INFLUENCES OF TECTONIC AND GEOMORPHIC PROCESSES ON FAULT SCARP HEIGHT VARIABILITY IN AN EXTENSIONAL TECTONIC TERRANE, TETON FAULT, WYOMING
LiDAR-based mapping of the fault zone indicates that scarp height is affected by glacial geomorphology, mass wasting, and alluvial processes. At a broad scale, vertical separation across scarps increases in the central portion of the fault. At a finer scale, vertical separation of scarps is lower in the floors of deglaciated valleys than on neighboring glacial moraines (e.g., Phelps Lake), reflecting both valley floor processes and younger landform ages. Anomalously high scarps (>15 m vertical separation) are likely an artifact of greater landform age. Landslides influence vertical separation by erosion and burial. Scarps that cut alluvial landforms are typically lower and more diffuse other Teton fault scarps.

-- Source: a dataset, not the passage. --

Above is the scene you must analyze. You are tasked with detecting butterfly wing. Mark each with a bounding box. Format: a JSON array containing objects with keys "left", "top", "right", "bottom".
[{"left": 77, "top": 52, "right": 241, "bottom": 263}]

The vertical offset of normal fault scarps is expected to systematically increase in the central portion of the fault. However, overall vertical offset of Teton fault scarps increases toward the south. Typical vertical offset is ~12 m from the north end of the fault to the south end of Jackson Lake, ~16 m from Jackson Lake to the south end of Jenny Lake, ~11 m from the south end of Jenny Lake to Granite Canyon. Within the first two of these areas, vertical offsets decrease toward the ends of each. South of Granite Canyon, the fault bifurcates into two strands with typical vertical offset of ~28 m. These anomalously high scarps may be the result of greater landform age or variable offset rates. The transition zones between these four areas may represent boundaries between fault sections or segments.